Nesse cenário, os relatórios de tendências emergem como uma das ferramentas privilegiadas de embasamento para tomada de decisões em distintos contextos corporativos. A pesquisa de tendências, por exemplo, busca prever padrões de comportamento futuros a partir da análise das práticas e necessidades atuais dos consumidores ou usuários de produtos e serviços.

Na prática, entretanto, quando o objetivo é identificar tendências que possam embasar ações de valor para o negócio, o que se espera de um relatório de previsões nem sempre corresponde ao que esse tipo de material se propõe a entregar.

Porque a pesquisa de tendências pode ajudar as organizações no mapeamento de determinadas necessidades e valores, isso se for lida como o que de fato é: um material que busca compreender a situação atual do mercado e fazer previsões a partir de um olhar generalista.

O fato é que os relatórios em questão, em sua pretensão universalista, apresentam tendências sem pessoas, análises desencarnadas de relações que são, de fato, mediadas por sujeitos.

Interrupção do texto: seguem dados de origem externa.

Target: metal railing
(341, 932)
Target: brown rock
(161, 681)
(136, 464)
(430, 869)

O resultado é um “fetiche geracional”, ou seja, a atribuição de poderes quase “divinos” ou “sobrenaturais” a categorias geracionais como Geração Z, Millennials ou Baby Boomers. 

Em crítica recente aos métodos utilizados nos relatórios de projeção, o sociólogo e atual head de previsões do Reddit, Matt Klein, aponta que muitos deles apenas repetem palavras-chave já publicadas em relatórios anteriores, ano após ano, apresentando seus resultados como inéditos.

Mas essa crítica não significa abandonar o relatório de tendências como material relevante de apoio ao entendimento de transformações em curso em determinadas realidades. Não. Mas o entendimento de que este apresenta uma visão de mercado global respondendo, ao mesmo tempo, às expectativas localizadas no tempo e no espaço.

Quer um exemplo? Certa vez, um cliente do mercado financeiro procurava identificar tendências que pudessem embasar ações para que se gerasse valor em anos futuros. Sob essa perspectiva, a ideia foi partir de um relatório de tendências e gerações o qual trazia previsões de comportamento e consumo voltadas aos jovens dos Estados Unidos e europeus, marcadas por um universalismo que pouco falava sobre a diversidade e complexidade das vidas reais dos jovens brasileiros.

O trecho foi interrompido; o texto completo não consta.